Le deuxième frappe au converge, et c'est celui que le roles_path de la section précédente corrige :

[ERROR]: the role 'monrole' was not found in .../molecule/default/roles:
/home/bob/.ansible/roles:/usr/share/ansible/roles

Le chemin de recherche affiché ne contient pas le répertoire de votre rôle. Ansible ne cherche jamais ailleurs, d'où l'échec immédiat.

Le troisième est un simple avertissement de fin d'exécution, et beaucoup le prennent à tort pour une erreur :

WARNING Molecule executed 1 scenario (1 missing files)

Le molecule.yml référence des playbooks facultatifs comme prepare.yml, cleanup.yml ou side_effect.yml que init ne génère pas. Leur absence n'empêche rien, les étapes correspondantes sont sautées. Créez-les si vous en avez besoin, ignorez l'avertissement sinon.
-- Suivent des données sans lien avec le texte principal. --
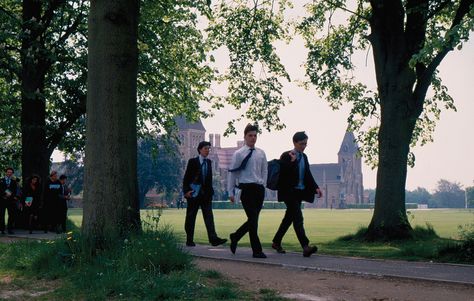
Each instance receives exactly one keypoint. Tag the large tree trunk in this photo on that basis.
(389, 220)
(110, 190)
(392, 50)
(34, 155)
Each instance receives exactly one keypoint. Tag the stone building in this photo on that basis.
(341, 182)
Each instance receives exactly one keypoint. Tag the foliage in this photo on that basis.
(248, 31)
(448, 195)
(173, 77)
(158, 166)
(333, 45)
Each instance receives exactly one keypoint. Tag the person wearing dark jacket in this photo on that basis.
(296, 184)
(51, 201)
(64, 196)
(8, 198)
(31, 200)
(198, 191)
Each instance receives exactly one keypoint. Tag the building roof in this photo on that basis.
(183, 124)
(326, 173)
(225, 156)
(348, 145)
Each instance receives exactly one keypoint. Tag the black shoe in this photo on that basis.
(190, 244)
(308, 250)
(233, 244)
(218, 241)
(259, 255)
(278, 248)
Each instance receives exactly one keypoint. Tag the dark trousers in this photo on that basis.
(191, 213)
(10, 207)
(61, 216)
(252, 200)
(293, 215)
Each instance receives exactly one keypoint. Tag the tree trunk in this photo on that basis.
(34, 155)
(110, 190)
(389, 220)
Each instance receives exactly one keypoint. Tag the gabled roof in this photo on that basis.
(183, 124)
(326, 173)
(349, 141)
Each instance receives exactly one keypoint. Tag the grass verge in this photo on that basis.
(149, 266)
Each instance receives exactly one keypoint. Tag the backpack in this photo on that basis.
(273, 174)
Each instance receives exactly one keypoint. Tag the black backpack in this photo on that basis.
(273, 174)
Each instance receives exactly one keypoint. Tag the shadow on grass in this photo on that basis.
(425, 245)
(148, 266)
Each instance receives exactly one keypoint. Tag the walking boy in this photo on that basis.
(296, 184)
(197, 189)
(249, 173)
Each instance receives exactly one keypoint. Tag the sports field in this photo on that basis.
(322, 225)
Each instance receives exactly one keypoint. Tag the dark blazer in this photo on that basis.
(13, 189)
(193, 175)
(289, 179)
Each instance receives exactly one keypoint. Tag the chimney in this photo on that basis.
(218, 141)
(211, 139)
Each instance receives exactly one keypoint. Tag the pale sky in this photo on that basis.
(450, 156)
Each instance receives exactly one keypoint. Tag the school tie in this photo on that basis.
(204, 170)
(244, 161)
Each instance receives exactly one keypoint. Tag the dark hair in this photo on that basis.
(203, 144)
(30, 179)
(299, 136)
(250, 128)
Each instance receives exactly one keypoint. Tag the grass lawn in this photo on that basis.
(323, 227)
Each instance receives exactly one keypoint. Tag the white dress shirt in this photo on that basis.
(255, 171)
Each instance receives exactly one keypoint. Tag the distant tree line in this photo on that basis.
(446, 195)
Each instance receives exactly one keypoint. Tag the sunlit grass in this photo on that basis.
(324, 227)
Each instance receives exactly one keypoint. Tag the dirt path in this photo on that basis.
(298, 284)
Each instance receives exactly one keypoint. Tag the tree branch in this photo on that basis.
(440, 7)
(48, 15)
(338, 5)
(424, 80)
(70, 30)
(10, 14)
(77, 111)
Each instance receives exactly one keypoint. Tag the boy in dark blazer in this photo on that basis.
(8, 198)
(198, 191)
(296, 184)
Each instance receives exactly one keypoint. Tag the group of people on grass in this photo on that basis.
(247, 178)
(33, 205)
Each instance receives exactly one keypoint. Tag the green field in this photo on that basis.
(322, 225)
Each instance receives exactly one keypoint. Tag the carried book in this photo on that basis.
(28, 200)
(196, 188)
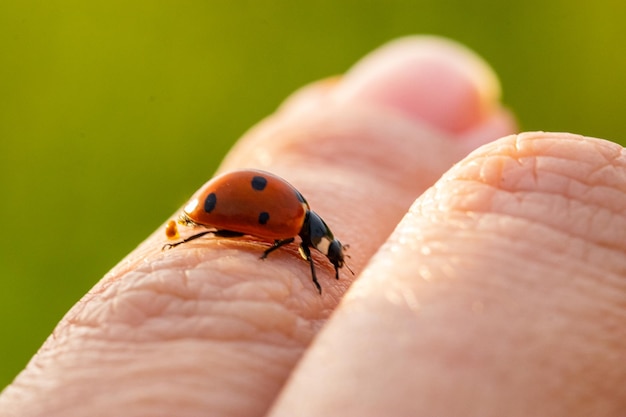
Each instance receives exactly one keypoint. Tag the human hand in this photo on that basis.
(500, 292)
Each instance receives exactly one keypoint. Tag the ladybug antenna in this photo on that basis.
(345, 255)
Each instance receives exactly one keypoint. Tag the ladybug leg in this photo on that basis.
(226, 233)
(218, 233)
(277, 244)
(305, 252)
(190, 238)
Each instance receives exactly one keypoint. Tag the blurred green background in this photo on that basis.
(113, 112)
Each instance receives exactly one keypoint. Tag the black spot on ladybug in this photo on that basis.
(264, 216)
(300, 198)
(210, 202)
(259, 183)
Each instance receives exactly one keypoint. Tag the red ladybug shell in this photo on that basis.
(250, 202)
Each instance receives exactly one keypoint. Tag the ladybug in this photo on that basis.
(260, 204)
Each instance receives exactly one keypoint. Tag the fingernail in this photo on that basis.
(431, 79)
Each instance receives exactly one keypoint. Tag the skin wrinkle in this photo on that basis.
(552, 307)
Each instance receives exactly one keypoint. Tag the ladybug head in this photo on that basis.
(335, 255)
(316, 234)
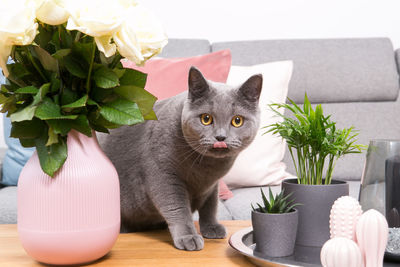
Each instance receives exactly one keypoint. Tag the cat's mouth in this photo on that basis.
(220, 144)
Un scénario généré passe au vert sans avoir rien testé : ce lab part de ce constat pour le combler. Vous y ajoutez un prepare.yml et un requirements.yml, personnalisez les instances par host_vars, déclarez une test_sequence qui inclut l'étape d'idempotence, et activez profile_tasks pour voir où part le temps. La correction relit le scénario produit et refuse un molecule.yml resté au squelette d'origine.

SymptômeCauseSolution
molecule test réussit mais rien n'a tournéLes squelettes create.yml et destroy.yml sont toujours làLes supprimer et déclarer driver: plus platforms:
the role 'monrole' was not foundLe rôle parent n'est pas dans le chemin de rechercheAjouter roles_path: ${MOLECULE_PROJECT_DIRECTORY}/..
yournamespace.yourcollection.yourrole was not foundLe converge.yml généré cite un rôle fictifY mettre le nom réel de votre rôle
Computed fully qualified role name au démarragemeta/main.yml sans namespace ni role_nameAjouter les deux clés
1 missing files en fin d'exécutionPlaybooks facultatifs non générésSans conséquence, ou créer les fichiers concernés
Aucun plugin listé par molecule --versionL'injection dans l'environnement pipx a échouéRejouer pipx inject molecule "molecule-plugins[podman]"
  • molecule init scenario dépose cinq fichiers, dont create.yml et destroy.yml qui sont des squelettes non fonctionnels.
  • Un scénario neuf réussit sans rien tester, avec un code de retour nul et un PLAY RECAP à ok=0.
  • Supprimer les squelettes locaux est ce qui laisse le driver Podman fournir ses propres playbooks de création.
  • roles_path: ${MOLECULE_PROJECT_DIRECTORY}/.. rend votre rôle visible depuis le scénario.
  • molecule test détruit tout à la fin : préférez create, converge et verify séparément pendant le développement.
  • L'étape idempotence rejoue le converge et échoue si quelque chose change au second passage.